Architect Geraint Jones, unusually, was an internal developer from within Caerphilly Council's own department, at a time where most civic developments in the UK are designed by private practices.

The redevelopment of Blackwood Bus Station was judged by Caerphilly Council as successful, helping to end the anti social behaviour associated with the previous concrete structure station, and it has encouraged the subsequent development of the town in the form of new retail units on its periphery and the new Sirhowy Enterprise Way area.

Awards 
The 2007 redevelopment won a number of awards nationally, including:

 Welsh Local Government Association Building of the Year 2007 (at the time named the Consortium of Local Authorities in Wales)
 RICS Wales Regeneration Award 2008
 ICE Wales Roy Edwards Award 2008

Layout 
The bus station is a glass façade terminal building including café, waiting area, canteen, offices and welfare facilities.

The stand doors provide access to buses, which park next to the gate on arrival, and then reverse out on departure. It is fully covered from the weather.

The station offers a café, named The Plaza, and used to offer public toilet facilities within the station building. The toilet facilities closed in April 2019 due to the increasing financial difficulties faced by Caerphilly Council. Caerphilly Town Centre public toilets re-opened in July 2019 but the fate of facilities in Blackwood remain uncertain. A proposed development, Blackwood Artisan Markets, and the accompanying apartment project, have offered to provide alternative toilets.

Destinations 

Blackwood lies as a stop on the Tredegar to Newport route, as well as offering a number of other destinations which begin in the town.

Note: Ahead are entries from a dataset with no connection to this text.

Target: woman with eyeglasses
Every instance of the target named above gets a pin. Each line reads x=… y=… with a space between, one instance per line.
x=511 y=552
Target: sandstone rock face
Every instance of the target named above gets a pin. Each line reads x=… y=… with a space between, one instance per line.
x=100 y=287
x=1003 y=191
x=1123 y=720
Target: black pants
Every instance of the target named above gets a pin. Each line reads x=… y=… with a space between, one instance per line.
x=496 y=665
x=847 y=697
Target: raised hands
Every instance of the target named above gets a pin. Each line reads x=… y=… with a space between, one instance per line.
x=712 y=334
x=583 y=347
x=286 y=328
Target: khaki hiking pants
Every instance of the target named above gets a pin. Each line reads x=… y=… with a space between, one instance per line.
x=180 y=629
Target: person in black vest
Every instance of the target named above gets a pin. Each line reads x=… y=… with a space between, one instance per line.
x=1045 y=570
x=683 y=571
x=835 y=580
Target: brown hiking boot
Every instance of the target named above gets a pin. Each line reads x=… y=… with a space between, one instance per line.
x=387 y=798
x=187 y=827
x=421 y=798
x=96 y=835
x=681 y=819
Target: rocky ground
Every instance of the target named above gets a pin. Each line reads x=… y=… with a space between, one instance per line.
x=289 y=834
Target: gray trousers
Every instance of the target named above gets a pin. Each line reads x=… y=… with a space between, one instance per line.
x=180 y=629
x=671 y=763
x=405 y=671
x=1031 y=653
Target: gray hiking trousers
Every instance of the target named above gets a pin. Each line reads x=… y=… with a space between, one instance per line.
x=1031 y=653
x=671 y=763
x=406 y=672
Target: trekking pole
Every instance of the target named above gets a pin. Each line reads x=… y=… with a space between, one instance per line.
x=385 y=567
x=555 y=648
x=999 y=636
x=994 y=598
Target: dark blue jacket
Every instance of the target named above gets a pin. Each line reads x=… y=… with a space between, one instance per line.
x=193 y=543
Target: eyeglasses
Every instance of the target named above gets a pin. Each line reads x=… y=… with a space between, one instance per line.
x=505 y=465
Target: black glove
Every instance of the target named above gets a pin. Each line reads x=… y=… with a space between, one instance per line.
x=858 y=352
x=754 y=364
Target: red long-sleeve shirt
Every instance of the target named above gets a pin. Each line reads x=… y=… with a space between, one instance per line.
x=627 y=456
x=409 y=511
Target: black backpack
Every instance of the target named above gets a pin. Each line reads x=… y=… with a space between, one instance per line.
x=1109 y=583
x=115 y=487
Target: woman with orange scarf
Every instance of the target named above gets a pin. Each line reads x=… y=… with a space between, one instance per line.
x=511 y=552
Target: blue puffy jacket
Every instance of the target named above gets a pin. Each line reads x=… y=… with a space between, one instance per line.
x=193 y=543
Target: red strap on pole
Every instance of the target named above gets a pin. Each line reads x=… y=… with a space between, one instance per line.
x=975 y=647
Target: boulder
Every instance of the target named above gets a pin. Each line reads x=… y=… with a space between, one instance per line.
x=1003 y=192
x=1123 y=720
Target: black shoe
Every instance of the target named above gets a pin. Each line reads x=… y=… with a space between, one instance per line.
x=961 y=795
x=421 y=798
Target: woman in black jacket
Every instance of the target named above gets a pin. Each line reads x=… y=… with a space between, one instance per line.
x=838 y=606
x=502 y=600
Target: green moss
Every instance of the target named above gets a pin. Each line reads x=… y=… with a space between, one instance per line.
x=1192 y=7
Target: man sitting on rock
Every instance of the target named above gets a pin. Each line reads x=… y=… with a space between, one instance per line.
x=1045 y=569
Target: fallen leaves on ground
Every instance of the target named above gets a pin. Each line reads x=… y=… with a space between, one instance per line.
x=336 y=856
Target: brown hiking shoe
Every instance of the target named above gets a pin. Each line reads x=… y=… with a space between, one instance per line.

These include Pontypridd, New Tredegar, Abertillery, Cardiff, and Ystrad Mynach with transfer for the railway station.

Rail transport 
Blackwood railway station closed in 1965, however NAT bus 901 provides travel to nearby Ystrad Mynach railway station in 16 minutes, every hour.

Professor Mark Barry, who has consulted the Welsh Government on the South Wales Metro project, has written about the potential for Blackwood railway station to reopen as part of a tram-train system connecting other valleys towns from east to west.